H&M betont auch, Achtung vor der "Gewerkschaftsfreiheit" zu haben. Für ver.di-Sekretärin Schmidt eine doppeldeutige Aussage: "Die wären froh, wenn ihre Filialen frei von Gewerkschaften wären."

Lebensentwurf geschreddert

Kollege Brix spricht sogar von "Psychoterror" gegen Betriebsräte. Aber auch andere Engagierte hätten es schwer bei H&M: "Wenn du streiken gehst, weißt du nicht, ob du im nächsten Monat noch genug Arbeitsstunden zugeteilt bekommst."
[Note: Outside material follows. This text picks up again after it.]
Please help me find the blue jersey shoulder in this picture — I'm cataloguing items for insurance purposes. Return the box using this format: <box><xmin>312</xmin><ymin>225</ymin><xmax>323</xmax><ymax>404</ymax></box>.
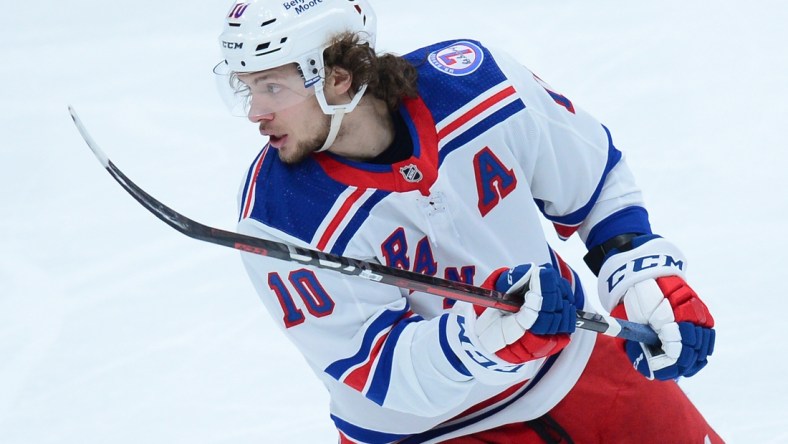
<box><xmin>239</xmin><ymin>147</ymin><xmax>348</xmax><ymax>243</ymax></box>
<box><xmin>404</xmin><ymin>40</ymin><xmax>506</xmax><ymax>123</ymax></box>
Wer an diesem Freitag die H&M-Filiale in der Sögestraße passiert, bekommt ein Flugblatt oder eine "Abmahnung wegen unbedachten Konsumierens" angeboten. "Das habe ich alles nicht gewusst", sagt ein Passant. Dagegen meint eine Rentnerin, die gerade bei H&M eingekauft hat: "Mich überrascht das nicht. Aber ich brauchte dringend neue Socken."

Der Aktionstag soll auch auf die Arbeitsbedingungen in den asiatischen Produktionsstätten hinweisen. "Wir unterstützen uns gegenseitig bei den Forderungen", heißt es dazu in einem Flugblatt.
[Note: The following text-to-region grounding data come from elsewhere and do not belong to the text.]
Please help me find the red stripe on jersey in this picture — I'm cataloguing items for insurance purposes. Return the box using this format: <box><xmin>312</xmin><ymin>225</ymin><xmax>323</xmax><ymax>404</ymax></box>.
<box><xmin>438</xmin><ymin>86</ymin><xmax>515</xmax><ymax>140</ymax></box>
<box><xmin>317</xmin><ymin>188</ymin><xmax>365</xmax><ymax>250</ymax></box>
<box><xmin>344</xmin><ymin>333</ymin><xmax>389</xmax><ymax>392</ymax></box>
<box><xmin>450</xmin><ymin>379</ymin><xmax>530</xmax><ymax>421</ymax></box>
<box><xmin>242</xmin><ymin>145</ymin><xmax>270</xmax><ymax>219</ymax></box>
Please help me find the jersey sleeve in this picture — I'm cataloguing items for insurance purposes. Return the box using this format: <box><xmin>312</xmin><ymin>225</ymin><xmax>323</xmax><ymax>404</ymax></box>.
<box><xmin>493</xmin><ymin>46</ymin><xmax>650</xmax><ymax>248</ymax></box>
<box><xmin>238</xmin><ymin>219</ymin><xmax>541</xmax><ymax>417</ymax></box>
Auch in Aschaffenburg findet an diesem "Schwarzen Freitag" ein "Zombie-Walk" statt. Denn im benachbarten Großostheim soll 2018 ein Lager mit fast 350 Beschäftigten geschlossen werden. In Herford wird eine "Modenschau der arbeitsrechtlichen Grausamkeiten" präsentiert, mit Models in Müllsäcken. In Köln greifen Aktivisten mit Schutzhelmen zur Flex: Sie zersägen ein Schild "Vollzeit 38,5". Und greifen zu Laubbläsern, um Arbeitsvertragsschnipsel in die Luft zu blasen: "Geschredderte Lebensentwürfe".